James Wellman Jr., a religion professor at the University of Washington, co-wrote Religion and Public Life in the Pacific Northwest: The None Zone which helped seal a national perception of the country’s northwest corner as a spiritual wasteland.
For his most recent book, Evangelicals vs. Liberal: The Culture Clash of Christian Cultures in the Pacific Northwest, Wellman profiled nearly 30 evangelical and liberal northwest churches finding that evangelical churches are growing at breakneck speed, while churches that more closely reflect the region’s traditional liberal values are struggling. Religion Dispatches asks Wellman, a self-described liberal, why doctrinally conservative churches are thriving, and what liberal churches could learn from them.
What are some misconceptions about the Pacific Northwest’s religious landscape?
James Wellman: There’s general ignorance about the Pacific Northwest. The northwest is unique precisely because it is so unchurched. Two in three people in the country are affiliated with a religious organization, but only one in three people in the northwest. You really have an open religious market. However, most people believe in God and are generally spiritual. About a quarter of the people are evangelical, and about a quarter of Northwesterners have no religion, so the two subgroups are people who are non-religious and people who are intensely religious. Those who do go to church are more loyal and more intentional and conscious about their faith. That’s true for both evangelicals and liberals. There’s a general feeling that the northwest is liberal, but I think it’s a place where people just want to be alone.
What are the hallmarks of liberal and evangelical churches?
For liberals, Jesus is inclusive and hospitable to all people, and a reconciling figure who creates a sense of acceptance and love and leads one to do justice in the world.
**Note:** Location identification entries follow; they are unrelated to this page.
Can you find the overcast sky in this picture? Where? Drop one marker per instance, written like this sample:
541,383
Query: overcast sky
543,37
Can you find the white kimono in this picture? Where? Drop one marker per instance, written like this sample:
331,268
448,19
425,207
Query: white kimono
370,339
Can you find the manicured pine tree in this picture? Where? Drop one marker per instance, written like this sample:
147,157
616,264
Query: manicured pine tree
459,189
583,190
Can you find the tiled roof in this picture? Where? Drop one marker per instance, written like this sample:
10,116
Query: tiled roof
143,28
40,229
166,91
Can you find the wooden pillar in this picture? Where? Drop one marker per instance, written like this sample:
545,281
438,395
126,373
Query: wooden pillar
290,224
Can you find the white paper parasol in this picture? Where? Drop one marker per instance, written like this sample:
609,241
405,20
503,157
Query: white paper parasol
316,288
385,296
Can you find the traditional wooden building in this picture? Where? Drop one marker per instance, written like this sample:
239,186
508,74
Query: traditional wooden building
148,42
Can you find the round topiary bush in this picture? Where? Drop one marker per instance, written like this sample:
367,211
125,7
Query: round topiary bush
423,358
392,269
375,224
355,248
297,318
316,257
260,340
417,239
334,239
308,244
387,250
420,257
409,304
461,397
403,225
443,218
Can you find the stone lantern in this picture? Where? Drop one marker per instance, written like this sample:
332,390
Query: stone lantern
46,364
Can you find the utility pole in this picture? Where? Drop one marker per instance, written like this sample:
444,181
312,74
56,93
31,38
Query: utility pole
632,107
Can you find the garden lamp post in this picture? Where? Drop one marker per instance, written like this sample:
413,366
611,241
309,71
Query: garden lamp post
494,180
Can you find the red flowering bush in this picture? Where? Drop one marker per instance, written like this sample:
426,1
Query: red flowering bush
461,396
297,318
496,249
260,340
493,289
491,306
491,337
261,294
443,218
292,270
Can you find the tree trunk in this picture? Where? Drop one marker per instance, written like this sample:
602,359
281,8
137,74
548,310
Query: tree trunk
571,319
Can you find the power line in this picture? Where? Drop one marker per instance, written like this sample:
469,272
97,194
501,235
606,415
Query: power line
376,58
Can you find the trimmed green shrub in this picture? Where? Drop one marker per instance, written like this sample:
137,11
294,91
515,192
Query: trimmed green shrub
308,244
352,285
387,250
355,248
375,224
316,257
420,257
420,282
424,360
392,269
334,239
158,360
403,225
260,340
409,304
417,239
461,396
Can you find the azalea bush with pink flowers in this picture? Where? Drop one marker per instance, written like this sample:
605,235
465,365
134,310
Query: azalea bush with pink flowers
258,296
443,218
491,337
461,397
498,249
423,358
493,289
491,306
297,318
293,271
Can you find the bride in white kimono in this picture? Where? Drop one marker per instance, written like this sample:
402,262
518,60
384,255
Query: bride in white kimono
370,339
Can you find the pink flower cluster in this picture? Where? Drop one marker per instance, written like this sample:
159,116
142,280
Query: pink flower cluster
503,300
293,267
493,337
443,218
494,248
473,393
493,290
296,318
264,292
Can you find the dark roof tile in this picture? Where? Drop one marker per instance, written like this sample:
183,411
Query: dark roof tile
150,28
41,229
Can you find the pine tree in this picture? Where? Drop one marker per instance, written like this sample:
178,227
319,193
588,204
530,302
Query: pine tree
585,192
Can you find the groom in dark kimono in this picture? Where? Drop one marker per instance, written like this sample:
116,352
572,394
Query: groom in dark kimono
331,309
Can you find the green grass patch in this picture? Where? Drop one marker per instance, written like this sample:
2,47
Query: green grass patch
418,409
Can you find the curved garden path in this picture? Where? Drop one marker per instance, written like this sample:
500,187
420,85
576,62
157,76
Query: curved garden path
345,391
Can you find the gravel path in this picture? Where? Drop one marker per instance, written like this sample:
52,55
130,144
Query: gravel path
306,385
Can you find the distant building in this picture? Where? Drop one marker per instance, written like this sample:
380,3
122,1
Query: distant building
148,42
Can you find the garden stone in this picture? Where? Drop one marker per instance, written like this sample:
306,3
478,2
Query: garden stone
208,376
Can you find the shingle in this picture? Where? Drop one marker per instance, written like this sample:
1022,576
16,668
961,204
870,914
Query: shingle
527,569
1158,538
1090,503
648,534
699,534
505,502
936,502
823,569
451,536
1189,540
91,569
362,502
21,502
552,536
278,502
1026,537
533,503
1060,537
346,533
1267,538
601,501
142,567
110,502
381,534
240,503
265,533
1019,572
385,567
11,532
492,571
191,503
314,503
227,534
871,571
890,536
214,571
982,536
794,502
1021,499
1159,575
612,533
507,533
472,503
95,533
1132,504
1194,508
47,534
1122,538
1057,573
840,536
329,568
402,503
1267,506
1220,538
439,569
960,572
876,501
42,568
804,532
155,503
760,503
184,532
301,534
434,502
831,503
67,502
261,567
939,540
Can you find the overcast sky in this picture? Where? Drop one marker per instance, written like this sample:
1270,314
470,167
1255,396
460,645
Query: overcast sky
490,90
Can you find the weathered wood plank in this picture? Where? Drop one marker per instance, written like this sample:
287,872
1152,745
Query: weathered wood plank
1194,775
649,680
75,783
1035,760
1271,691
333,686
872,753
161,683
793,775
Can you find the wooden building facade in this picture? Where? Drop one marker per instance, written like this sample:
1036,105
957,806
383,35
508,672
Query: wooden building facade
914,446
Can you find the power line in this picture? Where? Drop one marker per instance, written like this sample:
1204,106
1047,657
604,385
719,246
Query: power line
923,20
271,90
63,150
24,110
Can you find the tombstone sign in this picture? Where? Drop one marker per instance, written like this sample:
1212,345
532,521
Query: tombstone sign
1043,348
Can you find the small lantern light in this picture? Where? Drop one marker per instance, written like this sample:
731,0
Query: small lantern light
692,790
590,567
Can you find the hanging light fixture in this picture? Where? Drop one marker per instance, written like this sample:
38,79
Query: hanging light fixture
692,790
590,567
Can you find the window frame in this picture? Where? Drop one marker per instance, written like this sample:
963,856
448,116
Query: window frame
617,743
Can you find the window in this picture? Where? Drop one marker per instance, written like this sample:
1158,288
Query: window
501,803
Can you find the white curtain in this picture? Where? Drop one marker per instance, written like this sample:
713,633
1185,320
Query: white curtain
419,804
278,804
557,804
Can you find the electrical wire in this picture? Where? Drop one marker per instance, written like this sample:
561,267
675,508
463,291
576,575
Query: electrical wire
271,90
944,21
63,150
They tended to be open to gay and lesbian people.
For evangelicals, the primary conviction is that Jesus Christ is Lord and Savior, and that he died for their sins is a fundamental, core belief. They do a great deal of social service—more than liberal churches do.
The evangelical churches in your study grew by 90 percent over five years. Why?
In evangelical churches there’s a focus—an obsession, almost—with family and reproducing more kids. They’re out-reproducing liberals by two to one. Some churches actually talk about reproducing, growing by reproducing. They’ve created family culture, and they do that really well. You see a closer split between males and females in evangelical churches, and they’re intentionally reaching out to young people.
Why are liberal churches declining?
Liberal churches, more or less, are for post-60-year-olds. What I’d say to liberal churches is that it’s not a bad thing to have a mature congregation, but don’t fool yourself into thinking that you’re actually doing something that you’re not.
They also have to find a positive message. Liberals are good at saying, “We’re not fundamentalist, we’re not sexist, we’re not homophobes, we’re not warmongers, we’re not narrow-minded.” And you ask, “Well, what are you?” And you’ll get a stunning silence. It’s a fairly weak message.
Describe the scene you found on Sunday mornings in northwest churches.
In evangelical churches, you often felt like you were at Alcoholic’s Anonymous. A lot of people who were really broken felt healed. In general you hear an upbeat contemporary worship services dominated by upbeat music, art, media, and a pastor who will talk about the Bible make practical comments about how the Bible applies to your life. There’s also a lot of joy in evangelical services, and liberal services miss that.
In liberal churches, for the most part it’s fairly traditional liturgy. They were much more sober and, to some extent, boring. It’s somewhat sophisticated and upper-middle class aesthetics. The sermons mention scholarship and Time Magazine as much as it mentions the Bible.
Are northwest evangelical churches aligned with the religious right?
With evangelicals, we never found a theocrat or a fascist. They’re very loyal to certain politicians, but very suspicious of politics. Some evangelical pastors were exceptionally critical of the politicians they’d voted for, mostly because they didn’t get what they wanted. Abortion is not illegal, Roe v. Wade has not been defeated, gay orientation seems to be spreading and normalized. Those are all huge problems for evangelicals. But the evangelicals will look at it and say, “The government is not the answer. The answer is a changed heart.”
Do evangelicals feel attacked by liberals, and vice versa?
Liberals are frustrated with the fact that the only moral voice in the public square is supposedly from the evangelical community. On the other hand, evangelicals have some real fear that their principled points of view on abortion and on the gay issue are misinterpreted as hate speech.
Could the growth of evangelical churches in the northwest signal a shift in the political landscape in that region?
Most northwesterners are not liberal, but libertarian. They do what they want, and they’re not loyal to parties. They’re loyal to their interests. To say what’s happening with churches in the northwest is a harbinger of the future, that may be exaggerated. I don’t think there’s any sure thing. The important thing I found I think is that liberals will either learn from evangelicals or they’ll continue knocking on death’s door.